I thought my description was quite unambiguous in my post, since turn time is used the same way everywhere.
Well, problem is, you said "amount of time you spent playing", not turn time. But you've edited it now, thank you!
Also I see something in that scoring method I wouldn't have known otherwise, until you edited it just now: That you don't add a 3 second penalty for the last turn if the retreat was not used. That means some of my submitted runs will score better than I thought. Corrections:
My 177.22s run is actually 174.22s
My 182.96s run is actually 179.96s
After all, when I ask you to describe for example hysteria, don't you say you get 1 second turn time and 5 seconds retreat time? It's also the term used in logs, so I figured you'd appreciate it if I used that terminology
Perfect, thank you. As long as I know that you're using "turn time" in that sense, I'm fine with it
The reason I wasn't sure is that in TCB you used to use the term differently. Now we can finally put that behind us.

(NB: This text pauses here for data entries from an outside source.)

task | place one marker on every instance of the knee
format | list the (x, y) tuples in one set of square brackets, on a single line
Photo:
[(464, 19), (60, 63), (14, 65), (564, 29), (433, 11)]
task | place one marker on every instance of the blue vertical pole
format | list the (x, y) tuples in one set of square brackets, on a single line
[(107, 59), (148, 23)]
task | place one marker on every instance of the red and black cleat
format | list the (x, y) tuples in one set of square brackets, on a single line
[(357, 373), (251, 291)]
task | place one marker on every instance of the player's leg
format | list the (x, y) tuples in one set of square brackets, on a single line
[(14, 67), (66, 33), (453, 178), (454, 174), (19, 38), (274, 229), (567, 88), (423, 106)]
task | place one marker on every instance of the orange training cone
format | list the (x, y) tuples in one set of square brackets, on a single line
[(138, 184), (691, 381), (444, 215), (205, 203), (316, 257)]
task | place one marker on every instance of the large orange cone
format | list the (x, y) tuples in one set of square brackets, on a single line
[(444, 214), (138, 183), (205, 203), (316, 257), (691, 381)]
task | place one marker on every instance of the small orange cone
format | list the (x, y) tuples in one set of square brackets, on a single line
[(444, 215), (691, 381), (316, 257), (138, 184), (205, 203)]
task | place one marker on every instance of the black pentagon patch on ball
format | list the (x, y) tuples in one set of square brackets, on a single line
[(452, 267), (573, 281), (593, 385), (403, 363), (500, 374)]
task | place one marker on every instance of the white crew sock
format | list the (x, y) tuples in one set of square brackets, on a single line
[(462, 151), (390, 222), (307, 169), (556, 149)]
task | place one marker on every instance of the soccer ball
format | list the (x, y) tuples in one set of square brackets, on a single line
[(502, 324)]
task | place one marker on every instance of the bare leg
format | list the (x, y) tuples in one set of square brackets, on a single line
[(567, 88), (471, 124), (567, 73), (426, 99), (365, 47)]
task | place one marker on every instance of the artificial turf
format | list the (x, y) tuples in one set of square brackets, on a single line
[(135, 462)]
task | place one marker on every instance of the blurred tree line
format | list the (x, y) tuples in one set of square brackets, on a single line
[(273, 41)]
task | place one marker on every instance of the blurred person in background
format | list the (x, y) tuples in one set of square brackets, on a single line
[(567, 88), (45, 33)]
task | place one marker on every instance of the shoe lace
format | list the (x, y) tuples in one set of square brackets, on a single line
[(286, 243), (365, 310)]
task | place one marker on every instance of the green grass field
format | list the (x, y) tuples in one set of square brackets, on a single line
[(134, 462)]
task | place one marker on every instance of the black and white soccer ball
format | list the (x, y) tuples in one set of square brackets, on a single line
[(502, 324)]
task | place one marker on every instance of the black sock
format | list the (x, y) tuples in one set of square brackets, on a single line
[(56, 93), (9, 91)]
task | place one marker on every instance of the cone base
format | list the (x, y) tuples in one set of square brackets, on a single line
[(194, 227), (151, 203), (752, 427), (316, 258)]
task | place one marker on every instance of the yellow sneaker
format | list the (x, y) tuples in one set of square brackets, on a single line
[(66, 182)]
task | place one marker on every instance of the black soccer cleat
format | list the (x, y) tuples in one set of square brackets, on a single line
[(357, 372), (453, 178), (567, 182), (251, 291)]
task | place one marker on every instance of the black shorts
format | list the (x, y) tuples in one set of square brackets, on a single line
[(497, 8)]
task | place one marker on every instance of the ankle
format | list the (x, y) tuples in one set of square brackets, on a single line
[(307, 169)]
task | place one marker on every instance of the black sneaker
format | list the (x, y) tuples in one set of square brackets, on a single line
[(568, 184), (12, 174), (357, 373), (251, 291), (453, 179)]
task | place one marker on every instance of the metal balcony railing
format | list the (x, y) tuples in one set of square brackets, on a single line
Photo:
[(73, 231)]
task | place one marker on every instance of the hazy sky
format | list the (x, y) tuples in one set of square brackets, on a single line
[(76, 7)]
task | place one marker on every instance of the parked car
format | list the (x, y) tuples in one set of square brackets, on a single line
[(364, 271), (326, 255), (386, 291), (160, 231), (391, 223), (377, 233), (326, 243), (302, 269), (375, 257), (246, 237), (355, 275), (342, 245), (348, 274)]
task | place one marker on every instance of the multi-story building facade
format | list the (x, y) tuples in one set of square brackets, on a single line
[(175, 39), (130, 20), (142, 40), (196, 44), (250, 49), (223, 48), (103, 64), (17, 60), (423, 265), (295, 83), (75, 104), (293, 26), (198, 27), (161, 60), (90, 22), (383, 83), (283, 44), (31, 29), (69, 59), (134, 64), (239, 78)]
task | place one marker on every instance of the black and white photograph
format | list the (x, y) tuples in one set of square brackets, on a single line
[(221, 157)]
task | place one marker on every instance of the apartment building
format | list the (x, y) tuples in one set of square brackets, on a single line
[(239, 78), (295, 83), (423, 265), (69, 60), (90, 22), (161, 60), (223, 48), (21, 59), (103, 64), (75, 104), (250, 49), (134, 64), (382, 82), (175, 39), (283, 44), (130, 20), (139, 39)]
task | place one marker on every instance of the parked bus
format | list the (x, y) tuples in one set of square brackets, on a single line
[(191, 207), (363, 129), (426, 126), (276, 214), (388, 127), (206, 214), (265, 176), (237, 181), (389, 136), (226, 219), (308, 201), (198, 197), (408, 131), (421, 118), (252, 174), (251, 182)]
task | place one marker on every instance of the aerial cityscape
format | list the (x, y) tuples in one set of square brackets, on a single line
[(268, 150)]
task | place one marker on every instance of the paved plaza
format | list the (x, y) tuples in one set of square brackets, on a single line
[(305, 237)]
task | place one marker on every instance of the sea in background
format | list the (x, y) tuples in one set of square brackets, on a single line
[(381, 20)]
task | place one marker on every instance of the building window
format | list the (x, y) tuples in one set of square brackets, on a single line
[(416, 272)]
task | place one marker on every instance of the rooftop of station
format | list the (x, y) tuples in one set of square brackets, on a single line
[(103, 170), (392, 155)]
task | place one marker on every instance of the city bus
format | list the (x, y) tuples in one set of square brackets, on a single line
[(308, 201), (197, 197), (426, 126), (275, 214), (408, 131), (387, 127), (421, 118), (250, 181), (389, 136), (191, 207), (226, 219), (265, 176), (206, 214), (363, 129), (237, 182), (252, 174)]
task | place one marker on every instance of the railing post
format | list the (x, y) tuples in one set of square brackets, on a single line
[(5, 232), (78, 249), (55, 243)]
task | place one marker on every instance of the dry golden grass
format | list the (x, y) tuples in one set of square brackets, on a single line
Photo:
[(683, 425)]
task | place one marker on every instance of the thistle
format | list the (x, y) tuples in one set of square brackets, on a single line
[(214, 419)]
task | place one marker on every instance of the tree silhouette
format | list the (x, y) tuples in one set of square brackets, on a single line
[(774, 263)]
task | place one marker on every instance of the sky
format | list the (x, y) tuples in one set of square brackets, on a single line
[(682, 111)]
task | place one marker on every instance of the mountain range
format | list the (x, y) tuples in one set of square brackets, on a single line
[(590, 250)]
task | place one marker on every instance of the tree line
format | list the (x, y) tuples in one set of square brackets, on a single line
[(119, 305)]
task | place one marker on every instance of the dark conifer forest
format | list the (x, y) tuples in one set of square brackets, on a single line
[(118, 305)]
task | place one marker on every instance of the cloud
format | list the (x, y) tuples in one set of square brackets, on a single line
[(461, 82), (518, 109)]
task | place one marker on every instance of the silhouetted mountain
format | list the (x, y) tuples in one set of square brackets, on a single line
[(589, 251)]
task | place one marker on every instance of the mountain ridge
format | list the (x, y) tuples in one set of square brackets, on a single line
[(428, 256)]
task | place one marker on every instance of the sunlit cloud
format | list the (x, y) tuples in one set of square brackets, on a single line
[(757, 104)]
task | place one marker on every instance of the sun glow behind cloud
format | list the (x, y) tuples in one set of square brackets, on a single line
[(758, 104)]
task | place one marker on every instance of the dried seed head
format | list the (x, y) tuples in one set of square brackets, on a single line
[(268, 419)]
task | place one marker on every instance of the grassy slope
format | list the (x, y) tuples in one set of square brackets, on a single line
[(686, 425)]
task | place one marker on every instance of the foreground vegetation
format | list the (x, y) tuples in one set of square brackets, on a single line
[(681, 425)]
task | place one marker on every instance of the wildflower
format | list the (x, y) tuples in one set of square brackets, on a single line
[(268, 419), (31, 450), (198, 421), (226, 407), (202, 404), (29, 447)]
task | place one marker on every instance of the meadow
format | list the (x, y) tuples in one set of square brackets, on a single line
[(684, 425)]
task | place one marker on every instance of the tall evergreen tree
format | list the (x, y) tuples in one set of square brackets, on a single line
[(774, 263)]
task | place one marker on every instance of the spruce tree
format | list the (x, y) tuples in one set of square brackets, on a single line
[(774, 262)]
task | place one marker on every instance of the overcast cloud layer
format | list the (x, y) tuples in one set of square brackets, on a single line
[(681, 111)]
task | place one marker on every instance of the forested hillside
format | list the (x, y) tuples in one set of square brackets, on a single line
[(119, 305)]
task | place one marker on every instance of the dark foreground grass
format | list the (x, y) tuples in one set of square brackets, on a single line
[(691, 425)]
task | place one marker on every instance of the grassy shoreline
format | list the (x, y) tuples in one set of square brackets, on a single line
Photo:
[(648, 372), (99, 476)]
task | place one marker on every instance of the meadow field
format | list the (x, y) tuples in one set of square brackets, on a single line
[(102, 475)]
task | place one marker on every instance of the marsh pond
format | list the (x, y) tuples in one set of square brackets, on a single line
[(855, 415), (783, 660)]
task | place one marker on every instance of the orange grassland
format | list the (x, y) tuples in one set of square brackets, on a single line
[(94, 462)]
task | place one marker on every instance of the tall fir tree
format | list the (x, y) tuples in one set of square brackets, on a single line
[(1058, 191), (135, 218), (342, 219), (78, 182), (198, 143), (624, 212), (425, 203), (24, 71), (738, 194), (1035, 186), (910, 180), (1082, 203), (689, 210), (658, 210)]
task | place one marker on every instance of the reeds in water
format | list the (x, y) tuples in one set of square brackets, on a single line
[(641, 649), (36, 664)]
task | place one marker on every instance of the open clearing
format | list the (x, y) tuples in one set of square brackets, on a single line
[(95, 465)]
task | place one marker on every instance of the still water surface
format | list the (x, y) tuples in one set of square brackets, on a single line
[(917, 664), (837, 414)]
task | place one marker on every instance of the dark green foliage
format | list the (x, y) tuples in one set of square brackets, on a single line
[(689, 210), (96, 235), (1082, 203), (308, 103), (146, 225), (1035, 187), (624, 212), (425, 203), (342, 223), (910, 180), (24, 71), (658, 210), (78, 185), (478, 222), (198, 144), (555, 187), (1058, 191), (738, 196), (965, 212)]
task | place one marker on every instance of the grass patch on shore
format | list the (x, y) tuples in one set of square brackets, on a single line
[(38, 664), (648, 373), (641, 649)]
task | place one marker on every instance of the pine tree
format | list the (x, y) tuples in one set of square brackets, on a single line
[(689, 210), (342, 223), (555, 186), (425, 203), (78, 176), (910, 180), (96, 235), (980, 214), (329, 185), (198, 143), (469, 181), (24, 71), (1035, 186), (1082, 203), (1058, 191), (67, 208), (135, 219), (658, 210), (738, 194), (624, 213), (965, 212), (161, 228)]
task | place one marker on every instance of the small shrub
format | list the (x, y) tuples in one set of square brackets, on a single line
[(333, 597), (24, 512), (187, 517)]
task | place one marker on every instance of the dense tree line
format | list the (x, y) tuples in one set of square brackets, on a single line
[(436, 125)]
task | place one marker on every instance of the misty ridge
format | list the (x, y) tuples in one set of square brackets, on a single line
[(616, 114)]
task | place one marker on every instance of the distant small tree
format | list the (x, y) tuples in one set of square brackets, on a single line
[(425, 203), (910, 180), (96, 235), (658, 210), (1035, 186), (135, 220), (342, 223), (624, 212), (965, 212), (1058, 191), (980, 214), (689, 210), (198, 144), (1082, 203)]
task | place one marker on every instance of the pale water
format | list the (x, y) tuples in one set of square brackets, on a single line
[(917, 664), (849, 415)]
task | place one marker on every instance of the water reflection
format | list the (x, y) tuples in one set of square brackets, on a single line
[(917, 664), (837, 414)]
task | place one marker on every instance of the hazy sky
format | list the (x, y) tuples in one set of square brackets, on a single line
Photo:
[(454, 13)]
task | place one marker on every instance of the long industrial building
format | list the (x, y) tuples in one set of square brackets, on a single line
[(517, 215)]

What makes you think I remember the exact wording on TCB when I don't even remember the rules for a lot of challenges?
I didn't know you didn't still have the archive of TCB descriptions, maps, and schemes. I assumed you had it, because where else would you be getting the maps? And you got the scoring method for TCB challenge #22 exactly how it was on TCB, so naturally I just assumed you had all the old descriptions. If you didn't... well, great memory!
I don't like having to explain every minute detail about a challenge because there will always be something left to comment on and it would require an extraordinary amount of text to een attemp to remove all doubt - which leads to people not reading the wall of text.
Being precise doesn't necessarily mean being very wordy!
I volunteer to be a challenge description editor. The way I envision it is this: MonkeyIsland sets up something where I get auto-emailed whenever a new challenge is posted. If I see ambiguity in the wording, I ask the author to clear it up, then I edit the description, keeping it concise and as brief as possible while eliminating the ambiguity.
Having linkified text would help a lot. A term that might potentially be seen as ambiguous could be underlined, and clicking it would bring up a little text box clarifying it. For example: "No
skipwalking allowed." Clicking it would bring up a definition, which includes both skipwalking and flipwalking (in case somebody thinks they skirt around this rule by doing flipwalking instead of skipwalking).